Einflussbereich einer geothermischen Nutzung durch Erdsonden
ICG Leonhardt-Veith GmbH & Co. KG, Düsseldorf

Projekt-Kurzbeschreibung
Es ist geplant, zu Kühl- und Heizzwecken eine geothermische Erdwärmenutzung über Erdsonden durchzuführen. Dabei sollen ca. 120 Erdsonden (Raster ca. 5 m) mit einer Länge von etwa 30 m in den quartären Grundwasserleiter aus Sanden und Kiesen eingebracht werden.
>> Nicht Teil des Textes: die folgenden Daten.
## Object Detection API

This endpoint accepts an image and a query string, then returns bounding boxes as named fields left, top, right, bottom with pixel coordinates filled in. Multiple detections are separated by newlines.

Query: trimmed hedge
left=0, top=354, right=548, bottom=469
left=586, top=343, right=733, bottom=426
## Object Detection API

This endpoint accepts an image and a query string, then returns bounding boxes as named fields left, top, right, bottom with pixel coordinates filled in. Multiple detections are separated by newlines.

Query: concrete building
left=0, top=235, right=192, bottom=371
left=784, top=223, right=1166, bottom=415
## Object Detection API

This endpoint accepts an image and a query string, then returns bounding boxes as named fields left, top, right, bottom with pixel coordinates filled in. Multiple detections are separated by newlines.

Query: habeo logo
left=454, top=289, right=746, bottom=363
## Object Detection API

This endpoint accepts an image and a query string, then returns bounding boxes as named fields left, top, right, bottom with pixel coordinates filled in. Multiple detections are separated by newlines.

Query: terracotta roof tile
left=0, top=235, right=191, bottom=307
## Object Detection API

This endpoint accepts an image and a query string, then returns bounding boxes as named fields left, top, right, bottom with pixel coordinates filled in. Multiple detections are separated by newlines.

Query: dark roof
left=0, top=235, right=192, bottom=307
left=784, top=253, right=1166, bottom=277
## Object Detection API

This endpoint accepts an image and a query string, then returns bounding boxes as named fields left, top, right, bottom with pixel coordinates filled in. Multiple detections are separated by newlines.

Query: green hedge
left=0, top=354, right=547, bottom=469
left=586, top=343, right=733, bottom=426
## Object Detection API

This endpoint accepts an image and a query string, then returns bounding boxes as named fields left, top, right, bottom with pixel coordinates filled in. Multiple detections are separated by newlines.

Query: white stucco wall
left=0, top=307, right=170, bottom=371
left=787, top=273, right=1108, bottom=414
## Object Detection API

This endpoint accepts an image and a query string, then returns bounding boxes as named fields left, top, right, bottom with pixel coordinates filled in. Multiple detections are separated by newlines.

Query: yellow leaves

Mit Hilfe eines Modells wurde der Einflussbereich der geothermischen Nutzung durch die Erdsonden bestimmt.

  • nach ca. 10 Jahren ist ein stationärer Zustand bei der Wärmeausbreitung erreicht, allerdings mit der Annahme, dass permanent ein stationärer Grundwasserströmungszustand vorhanden ist.
  • Die Wärmeausdehnung erstreckt sich über eine Länge von rund 320 m in Grundwasserfließrichtung. Die Ausdehnung quer zur Grundwasserströmung beträgt maximal 100 m.
  • Das hier erstellte Modellkonzept sieht vor, das einerseits der Wärme- und Massenfluss über die Matrix und andererseits über die Störungs- bzw. Verwerfungszonen zu dem Entnahmebrunnen strömt.
  • Die Auswirkungen der Temperaturnutzung durch die Erdsonden beschränken sich rechnerisch nahezu auf das Baufeld.
  • Temperaturänderungen außerhalb des Baufeldes befinden sich im Rahmen der natürlichen Temperaturschwankungen des Grundwassers.
  • Innerhalb des Baufeldes kühlt sich das Grundwasser auf rund 10 °C ab.